Levin and Randolph asked Duckworth to use the new methods and tools she was developing to help them investigate the question of character at KIPP and Riverdale, and she and a handful of Penn graduate students began making regular treks from Philadelphia to New York. The first question Duckworth addressed, again, was the relative importance of I.Q. and self-control. She and her team of researchers gave middle-school students at Riverdale and KIPP a variety of psychological and I.Q. tests. They found that at both schools, I.Q. was the better predictor of scores on statewide achievement tests, but measures of self-control were more reliable indicators of report-card grades.

Duckworth’s research convinced Levin and Randolph that they should try to foster self-control and grit in their students. Yet those didn’t seem like the only character strengths that mattered. The full list of 24, on the other hand, felt too unwieldy. So they asked Peterson if he could narrow the list down to a more manageable handful, and he identified a set of strengths that were, according to his research, especially likely to predict life satisfaction and high achievement. After a few small adjustments (Levin and Randolph opted to drop love in favor of curiosity), they settled on a final list: zest, grit, self-control, social intelligence, gratitude, optimism and curiosity.

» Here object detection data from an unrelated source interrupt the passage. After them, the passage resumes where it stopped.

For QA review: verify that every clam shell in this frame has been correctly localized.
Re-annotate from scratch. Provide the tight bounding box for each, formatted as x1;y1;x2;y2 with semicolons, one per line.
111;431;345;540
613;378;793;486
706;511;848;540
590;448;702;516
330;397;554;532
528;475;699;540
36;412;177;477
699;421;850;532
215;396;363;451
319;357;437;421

Over the course of the next year and a half, Duckworth worked with Levin and Randolph to turn the list of seven strengths into a two-page evaluation, a questionnaire that could be completed by teachers or parents, or by students themselves. For each strength, teachers suggested a variety of “indicators,” much like the questions Duckworth asked people to respond to on her grit questionnaire, and she road-tested several dozen of them at Riverdale and KIPP. She eventually settled on the 24 most statistically reliable ones, from “This student is eager to explore new things” (an indicator of curiosity) to “This student believes that effort will improve his or her future” (optimism).

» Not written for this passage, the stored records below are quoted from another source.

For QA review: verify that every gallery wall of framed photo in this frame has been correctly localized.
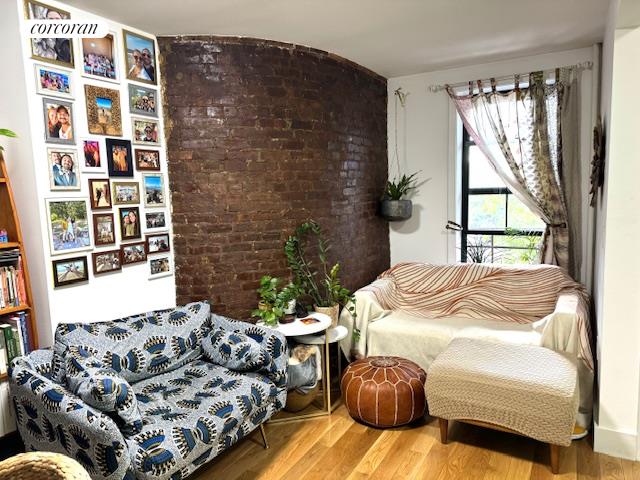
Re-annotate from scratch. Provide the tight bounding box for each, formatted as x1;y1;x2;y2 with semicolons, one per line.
2;0;175;342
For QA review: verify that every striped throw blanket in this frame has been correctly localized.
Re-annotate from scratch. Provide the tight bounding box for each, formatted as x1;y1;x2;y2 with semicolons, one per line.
361;263;593;370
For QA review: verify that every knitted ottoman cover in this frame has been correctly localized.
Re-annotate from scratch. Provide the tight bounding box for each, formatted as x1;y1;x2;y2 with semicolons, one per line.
341;357;427;427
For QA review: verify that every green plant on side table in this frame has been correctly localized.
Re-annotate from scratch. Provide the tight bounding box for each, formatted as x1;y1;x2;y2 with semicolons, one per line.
380;172;418;221
251;275;300;327
0;128;18;152
284;220;355;326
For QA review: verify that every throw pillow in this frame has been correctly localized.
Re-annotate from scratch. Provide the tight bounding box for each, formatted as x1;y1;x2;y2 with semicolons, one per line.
65;354;142;433
202;330;272;373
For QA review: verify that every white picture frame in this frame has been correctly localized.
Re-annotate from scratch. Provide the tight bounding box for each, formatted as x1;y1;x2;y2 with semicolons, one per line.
131;116;160;147
147;253;173;280
78;137;107;174
44;197;93;256
33;63;75;100
78;31;122;83
141;173;167;208
47;147;82;192
144;210;169;233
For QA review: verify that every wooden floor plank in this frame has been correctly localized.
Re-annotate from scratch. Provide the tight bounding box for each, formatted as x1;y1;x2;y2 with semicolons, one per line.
192;406;640;480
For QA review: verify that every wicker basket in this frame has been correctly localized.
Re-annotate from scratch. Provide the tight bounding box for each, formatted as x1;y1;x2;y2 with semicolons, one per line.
0;452;91;480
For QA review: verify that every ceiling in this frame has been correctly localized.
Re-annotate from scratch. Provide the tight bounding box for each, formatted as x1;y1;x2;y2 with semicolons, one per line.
64;0;609;77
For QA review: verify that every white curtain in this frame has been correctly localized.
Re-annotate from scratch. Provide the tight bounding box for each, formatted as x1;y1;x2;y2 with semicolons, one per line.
447;69;582;278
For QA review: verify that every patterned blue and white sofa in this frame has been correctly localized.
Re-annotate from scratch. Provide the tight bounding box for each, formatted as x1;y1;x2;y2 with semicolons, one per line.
10;302;288;480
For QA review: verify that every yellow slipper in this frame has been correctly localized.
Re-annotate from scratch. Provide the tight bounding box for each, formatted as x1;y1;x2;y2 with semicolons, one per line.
571;425;589;440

For Levin, the next step was clear. Wouldn’t it be cool, he mused, if each student graduated from school with not only a G.P.A. but also a C.P.A., for character-point average? If you were a college-admissions director or a corporate human-resources manager selecting entry-level employees, wouldn’t you like to know which ones scored highest in grit or optimism or zest? And if you were a parent of a KIPP student, wouldn’t you want to know how your son or daughter stacked up next to the rest of the class in character as well as in reading ability? As soon as he got the final list of indicators from Duckworth and Peterson, Levin started working to turn it into a specific, concise assessment that he could hand out to students and parents at KIPP’s New York City schools twice a year: the first-ever character report card.